PBA+ Block (Bi-directional Attention):
- Computes Query ( $Q$ ), Key ( $K$ ), and Value ( $V$ ) representations for both inputs.
- Applies attention mechanisms along both Height ( $H$ ) and Width ( $W$ ) dimensions to capture spatial dependencies.
- Fusion: Combines $HR \to SR$ and $SR \to HR$ attention outputs using a SubEC module (Sub-pixel and Sub-channel extraction) to enhance features with learnable upsampling and shuffling.
Quality Prediction Module: A prediction head with global pooling and fully connected layers regresses a perceptual score ( $\hat{q}$ ).
Training Strategy:
- Stage 1: Pre-train Efficient-PBAN as a quality predictor using an L2 regression loss against human opinion scores.
- Stage 2: Integrate the trained network into SR optimization as a differentiable perceptual loss.

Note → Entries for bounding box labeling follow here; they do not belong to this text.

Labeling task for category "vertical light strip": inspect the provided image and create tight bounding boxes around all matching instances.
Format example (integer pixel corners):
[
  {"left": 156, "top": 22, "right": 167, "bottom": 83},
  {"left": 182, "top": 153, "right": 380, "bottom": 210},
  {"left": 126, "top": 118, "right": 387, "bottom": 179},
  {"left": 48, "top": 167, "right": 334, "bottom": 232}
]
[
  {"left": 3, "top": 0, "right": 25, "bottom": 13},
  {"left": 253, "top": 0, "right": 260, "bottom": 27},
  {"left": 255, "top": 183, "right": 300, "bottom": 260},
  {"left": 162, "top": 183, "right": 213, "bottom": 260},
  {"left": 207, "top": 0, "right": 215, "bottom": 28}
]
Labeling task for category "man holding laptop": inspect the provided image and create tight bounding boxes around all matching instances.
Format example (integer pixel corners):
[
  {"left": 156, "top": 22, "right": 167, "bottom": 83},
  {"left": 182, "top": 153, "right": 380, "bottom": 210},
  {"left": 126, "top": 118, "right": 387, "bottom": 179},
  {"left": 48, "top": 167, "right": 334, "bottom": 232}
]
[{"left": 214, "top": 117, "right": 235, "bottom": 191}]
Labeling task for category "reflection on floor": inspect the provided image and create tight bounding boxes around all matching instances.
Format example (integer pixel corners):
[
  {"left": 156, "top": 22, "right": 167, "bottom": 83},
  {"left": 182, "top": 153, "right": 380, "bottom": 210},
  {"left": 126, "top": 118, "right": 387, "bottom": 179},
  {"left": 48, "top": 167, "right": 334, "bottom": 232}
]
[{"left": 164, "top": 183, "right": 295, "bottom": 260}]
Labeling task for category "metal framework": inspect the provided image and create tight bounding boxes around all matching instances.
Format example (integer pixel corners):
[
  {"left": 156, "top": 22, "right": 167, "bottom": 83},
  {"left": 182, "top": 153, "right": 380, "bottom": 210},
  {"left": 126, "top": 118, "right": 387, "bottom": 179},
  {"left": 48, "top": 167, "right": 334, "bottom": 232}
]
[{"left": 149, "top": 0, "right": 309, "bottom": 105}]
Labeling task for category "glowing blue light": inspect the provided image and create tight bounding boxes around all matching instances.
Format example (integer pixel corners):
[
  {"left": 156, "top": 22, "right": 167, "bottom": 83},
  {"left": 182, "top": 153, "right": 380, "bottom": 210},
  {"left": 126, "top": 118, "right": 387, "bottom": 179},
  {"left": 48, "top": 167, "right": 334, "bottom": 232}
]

C. Perceptual Optimization Loss

The SR model is trained using a combined loss function to balance fidelity and perception:
$\mathcal{L} = \alpha \times \frac{\mathcal{L}_D}{\mathcal{L}_D + \mathcal{L}_P} + \beta \times \frac{\mathcal{L}_P}{\mathcal{L}_D + \mathcal{L}_P}$
Where:

$\mathcal{L}_D$ : Distortion-oriented loss (e.g., SSIM).
$\mathcal{L}_P$ : Perceptual loss derived from the Efficient-PBAN score.
$\alpha, \beta$ : Weighting ratios.
This formulation creates a closed-loop where the SR network is guided to maximize perceptual scores while maintaining structural integrity.

3. Key Contributions

New SR Quality Database: A comprehensive dataset covering a wide range of modern SR methods with human opinion scores, specifically designed to train SR-customized perceptual metrics.
Efficient-PBAN: A lightweight, bi-directional attention network that predicts perceptual quality with strong correlation to human judgments. Crucially, it avoids patch-based sampling, enabling efficient image-level perception.
Differentiable Perceptual Optimization: The integration of the learned metric into the SR training loop as a differentiable loss, achieving superior perceptual quality without sacrificing computational feasibility.

4. Experimental Results

The method was evaluated on B100 and DIV2K datasets using two baselines: CAMixerSR and LINF.

Quantitative Performance:
- Perceptual Metrics: Models optimized with Efficient-PBAN showed significant improvements in PFIQA, LPIPS, and the Efficient-PBAN score compared to Original and SSIM-only baselines.
- Distortion Metrics: While PSNR/SSIM saw a slight decrease (the expected trade-off), the joint optimization (SSIM + Efficient-PBAN) achieved the best balance, maintaining competitive fidelity while boosting visual quality.
- Ablation Study: Varying the ratio of distortion ( $\alpha$ ) to perceptual ( $\beta$ ) loss demonstrated that increasing $\beta$ significantly improves naturalness (SN) and reduces artifacts, though excessive $\beta$ can degrade structural fidelity.
Qualitative Performance: Visualizations confirmed that Efficient-PBAN-guided models recover finer textures and sharper edges, avoiding the over-smoothing typical of SSIM-optimized models.
Subjective Testing: Mean Opinion Score (MOS) tests confirmed the ranking: Joint Optimization > Efficient-PBAN only > SSIM only > Original, validating that the combined approach yields the most preferred visual results.

5. Significance

This work bridges the gap between Image Quality Assessment (IQA) and Image Super-Resolution (SR) optimization. By moving away from patch-based, non-differentiable metrics to an efficient, image-level, differentiable perceptual loss, the authors provide a practical paradigm for training SR models that align directly with human visual preferences. The proposed framework offers a viable alternative to heavy diffusion-based models, delivering high perceptual quality with lower computational overhead, making it suitable for real-world applications.